Io sono arrivata con una biro e sono uscita con una stilografica. Non perché non mi sia mai lamentata, anzi. Forse neppure grazie all'università, seppur essa mi facesse da culla, da sfondo paesaggistico e da cassettiera. Ma perché mi sono fatta i compiti a casa. Nessuno vi consegnerà tra le mani un lavoro bello e pronto. Come nessuno vi confezionerà mai un futuro su misura. Pertanto, un consiglio: le finestrelle non tenetele chiuse e sulla tavolozza non fate seccare i colori. Ad ogni vostro lamento, un sogno muore.

16.4.13

Biscotto

Diamoci appuntamento. Spostiamo il balcone della casa vecchia, la tua, dove ci abbiamo lasciato le nostre prime briciole, come Pollicini che non sarebbero mai tornati indietro.

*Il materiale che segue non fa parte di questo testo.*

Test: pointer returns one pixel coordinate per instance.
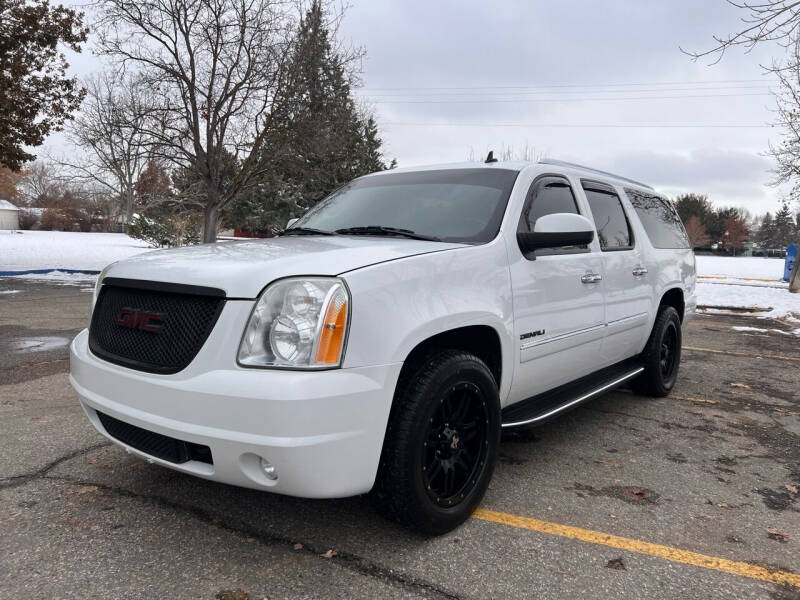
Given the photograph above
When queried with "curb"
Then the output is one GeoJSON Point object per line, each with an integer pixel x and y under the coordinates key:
{"type": "Point", "coordinates": [46, 271]}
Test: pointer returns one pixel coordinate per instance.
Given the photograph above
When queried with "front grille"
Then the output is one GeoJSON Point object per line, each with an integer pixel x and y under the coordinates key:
{"type": "Point", "coordinates": [153, 327]}
{"type": "Point", "coordinates": [155, 444]}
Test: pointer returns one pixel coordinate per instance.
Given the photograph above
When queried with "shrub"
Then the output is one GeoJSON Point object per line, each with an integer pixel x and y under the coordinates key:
{"type": "Point", "coordinates": [165, 232]}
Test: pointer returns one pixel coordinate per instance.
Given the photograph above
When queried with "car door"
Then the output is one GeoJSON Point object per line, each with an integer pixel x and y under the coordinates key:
{"type": "Point", "coordinates": [625, 278]}
{"type": "Point", "coordinates": [557, 298]}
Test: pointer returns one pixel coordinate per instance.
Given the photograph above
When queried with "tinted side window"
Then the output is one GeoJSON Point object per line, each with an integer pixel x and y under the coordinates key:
{"type": "Point", "coordinates": [660, 221]}
{"type": "Point", "coordinates": [547, 196]}
{"type": "Point", "coordinates": [613, 230]}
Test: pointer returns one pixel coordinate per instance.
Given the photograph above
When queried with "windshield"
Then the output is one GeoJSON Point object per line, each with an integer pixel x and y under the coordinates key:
{"type": "Point", "coordinates": [454, 205]}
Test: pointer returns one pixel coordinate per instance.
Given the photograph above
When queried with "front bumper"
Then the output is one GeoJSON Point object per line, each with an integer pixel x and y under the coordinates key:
{"type": "Point", "coordinates": [323, 430]}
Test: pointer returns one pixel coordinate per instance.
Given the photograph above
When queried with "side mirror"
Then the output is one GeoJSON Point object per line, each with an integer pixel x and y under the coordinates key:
{"type": "Point", "coordinates": [556, 231]}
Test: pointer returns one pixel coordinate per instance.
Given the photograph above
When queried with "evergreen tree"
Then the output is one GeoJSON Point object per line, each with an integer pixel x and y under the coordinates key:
{"type": "Point", "coordinates": [322, 140]}
{"type": "Point", "coordinates": [766, 232]}
{"type": "Point", "coordinates": [784, 226]}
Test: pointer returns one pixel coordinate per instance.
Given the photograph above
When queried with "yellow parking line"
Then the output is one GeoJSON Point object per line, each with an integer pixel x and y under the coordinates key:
{"type": "Point", "coordinates": [666, 552]}
{"type": "Point", "coordinates": [731, 353]}
{"type": "Point", "coordinates": [694, 399]}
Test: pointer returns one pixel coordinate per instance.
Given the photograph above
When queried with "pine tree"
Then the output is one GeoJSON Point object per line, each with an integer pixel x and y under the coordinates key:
{"type": "Point", "coordinates": [784, 226]}
{"type": "Point", "coordinates": [766, 232]}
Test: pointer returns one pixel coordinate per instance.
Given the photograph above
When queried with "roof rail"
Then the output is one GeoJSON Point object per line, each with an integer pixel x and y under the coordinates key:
{"type": "Point", "coordinates": [563, 163]}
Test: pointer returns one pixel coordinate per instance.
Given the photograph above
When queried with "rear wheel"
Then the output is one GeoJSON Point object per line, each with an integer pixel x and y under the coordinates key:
{"type": "Point", "coordinates": [662, 355]}
{"type": "Point", "coordinates": [441, 443]}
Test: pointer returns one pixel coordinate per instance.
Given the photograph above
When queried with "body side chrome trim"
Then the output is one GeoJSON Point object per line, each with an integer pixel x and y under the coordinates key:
{"type": "Point", "coordinates": [630, 318]}
{"type": "Point", "coordinates": [578, 400]}
{"type": "Point", "coordinates": [563, 336]}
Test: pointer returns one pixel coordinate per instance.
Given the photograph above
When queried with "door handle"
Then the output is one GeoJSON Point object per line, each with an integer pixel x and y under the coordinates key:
{"type": "Point", "coordinates": [591, 278]}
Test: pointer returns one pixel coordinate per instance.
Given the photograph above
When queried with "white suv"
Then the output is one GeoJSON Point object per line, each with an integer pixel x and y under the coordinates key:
{"type": "Point", "coordinates": [385, 338]}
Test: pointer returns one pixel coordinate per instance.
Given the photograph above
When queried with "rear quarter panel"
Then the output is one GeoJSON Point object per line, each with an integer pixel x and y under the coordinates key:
{"type": "Point", "coordinates": [668, 268]}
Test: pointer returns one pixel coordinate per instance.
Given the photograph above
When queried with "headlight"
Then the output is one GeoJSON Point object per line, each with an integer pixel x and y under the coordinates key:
{"type": "Point", "coordinates": [297, 323]}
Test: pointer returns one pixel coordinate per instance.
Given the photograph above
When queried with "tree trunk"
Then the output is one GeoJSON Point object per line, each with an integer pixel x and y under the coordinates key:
{"type": "Point", "coordinates": [129, 197]}
{"type": "Point", "coordinates": [210, 219]}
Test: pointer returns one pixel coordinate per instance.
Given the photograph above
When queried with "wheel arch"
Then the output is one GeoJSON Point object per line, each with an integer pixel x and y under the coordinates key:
{"type": "Point", "coordinates": [674, 297]}
{"type": "Point", "coordinates": [481, 340]}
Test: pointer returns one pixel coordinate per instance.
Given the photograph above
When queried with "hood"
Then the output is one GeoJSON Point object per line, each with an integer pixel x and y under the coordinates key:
{"type": "Point", "coordinates": [243, 268]}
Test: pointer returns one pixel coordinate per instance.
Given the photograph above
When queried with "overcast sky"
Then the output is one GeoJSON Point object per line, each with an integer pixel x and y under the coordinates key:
{"type": "Point", "coordinates": [447, 78]}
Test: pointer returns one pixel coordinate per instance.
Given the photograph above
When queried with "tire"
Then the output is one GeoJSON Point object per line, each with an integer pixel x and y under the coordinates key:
{"type": "Point", "coordinates": [661, 356]}
{"type": "Point", "coordinates": [441, 443]}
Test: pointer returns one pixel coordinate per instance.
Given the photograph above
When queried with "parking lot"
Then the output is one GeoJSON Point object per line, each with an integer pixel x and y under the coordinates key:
{"type": "Point", "coordinates": [690, 496]}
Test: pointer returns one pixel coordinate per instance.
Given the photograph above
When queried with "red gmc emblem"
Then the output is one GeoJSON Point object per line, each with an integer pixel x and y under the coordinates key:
{"type": "Point", "coordinates": [133, 318]}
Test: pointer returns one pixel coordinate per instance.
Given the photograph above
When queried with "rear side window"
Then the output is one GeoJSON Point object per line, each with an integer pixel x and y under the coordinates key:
{"type": "Point", "coordinates": [660, 221]}
{"type": "Point", "coordinates": [548, 195]}
{"type": "Point", "coordinates": [613, 230]}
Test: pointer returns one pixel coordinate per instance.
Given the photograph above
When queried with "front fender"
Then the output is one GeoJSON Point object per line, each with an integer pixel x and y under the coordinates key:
{"type": "Point", "coordinates": [399, 304]}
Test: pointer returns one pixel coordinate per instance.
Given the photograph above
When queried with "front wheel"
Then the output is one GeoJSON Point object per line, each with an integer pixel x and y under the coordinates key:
{"type": "Point", "coordinates": [441, 443]}
{"type": "Point", "coordinates": [661, 356]}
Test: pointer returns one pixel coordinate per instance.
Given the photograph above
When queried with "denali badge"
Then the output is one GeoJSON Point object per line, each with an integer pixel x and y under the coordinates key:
{"type": "Point", "coordinates": [133, 318]}
{"type": "Point", "coordinates": [531, 334]}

Quando ci baciavamo ne lasciamo cadere tantissime e più ne vedevamo cadere più ci baciavamo. Un po’ facevamo apposta, che tanto su quel pavimento non si vedeva nulla. Difatti, tutti erano convinti che ci passassi lo straccetto ogni giorno talmente il tuo alone umano sembrava puro. Tutto ciò che ti contornava scintillava con te, come una specie di Re Mida che dove tocca disinfetta. Perché sai sempre di pulito quando uno ti annusa, perché sai di pulito anche solo se ti guardo. Chissà, magari qualcuno con le nostre briciole ci ha impastato un biscotto. E magari ora è proprio alla ricerca di noi due, spinto dal desiderio di conoscere quegli ingredienti speciali: non aveva mai assaggiato cosa così buona.

Spostiamo il tuo balcone e riandiamoci a prendere le mie scale: decidi tu come metterli, se uno accanto all’altro o frontali o a rovescio. A me, davvero, importa solamente che siano vicini; per poterci salutare ogni mattina, mentre io mi spengo la sigaretta nel caffè e tu bevi il fondo del succo che ti è rimasto in frigo dalla settimana scorsa. Mi raccomando, non trascurare i punti cardinali, dove nasce e muore il sole, in modo che la sua luce sia la benvenuta a qualsiasi ora. Che a mezzogiorno illumini il solito tavolino sul tuo balcone. Che rifletta nelle birre fresche delle sere d’Estate, sulle mie scale. Poi, se vuoi, con una certa regolarità, possiamo scambiarci di posto o tu vieni da me, visto che sono sempre io quella che si muove. Anzi no. Vengo io, verrò sempre io, non m’importa nemmeno questo. Perché mi piace passarti a prendere che poi alla fine non usciamo più anche se dovevamo uscire perché ci siamo persi a parlare di briciole.

Tu decidi come, ma insieme decidiamo dove. Sarà un dove diverso ogni volta che avremo voglia di cambiare prospettiva. Il tuo balcone e le mie scale saranno come due roulotte nella roulette delle nostre vite. Saranno come case galleggianti quando ci sposteremo per mari e fiumi, mentre in riva al lago si trasformeranno in palafitte. Saranno come palloni aerostatici quando raggiungeremo il circolo polare artico, con le nostre briciole appiccicate addosso a riscaldarci meglio. Il tuo profumo congelato in un vasetto, nel tuo frigo, di fianco al succo.

In realtà non sono del tutto sicura che saremo noi a spostarci, in sella ai nostri mezzi d’edificio, o se saranno le città a farci la corte per averci. Sotto il tuo balcone ad acclamarci. Forse, dalla cima delle mie scale, riusciremo persino a spostare con un dito la geografia del mondo intero. A spostare le isole creando nuovi arcipelaghi, come se stessimo usando uno di quegli schermi interattivi che trovi nelle sale dei musei. Forse riusciremo a dar vita a un pianeta su misura, in moto perpetuo, in moto non tanto su se stesso quanto dentro di esso. Un pianeta con gli angoli nascosti, le cacce al tesoro, l’accesso a internet illimitato, gli strapiombi, che se ti butti giù non ti fai male perché di sotto c’è il tuo materasso dell’Ikea: funziona da nuvola d’oro. Potremo balzare da un capo all’altro che tanto un capo non esisterà mai. Le uniche estremità, nel nostro pianeta in movimento, saranno quelle del telefono senza fili che useremo per chiamarci dall’ufficio. Non ti preoccupare, non ci perderemo, anche se tu salterai a destra e io a sinistra, perché la forza magnetica ci ricondurrà nel punto più esposto alla luce del Sole. Sul tuo balcone a mezzogiorno, sulle mie scale nelle sere d’Estate.

Diamoci appuntamento, ora: via sottomarina, casa corallo, numero squalo. Non puoi sbagliarti, partiamo subito, questa notte. E spicciati, che la Luna verrà a bussarti alla porta: è ancora alla ricerca degli ingredienti speciali del nostro biscotto.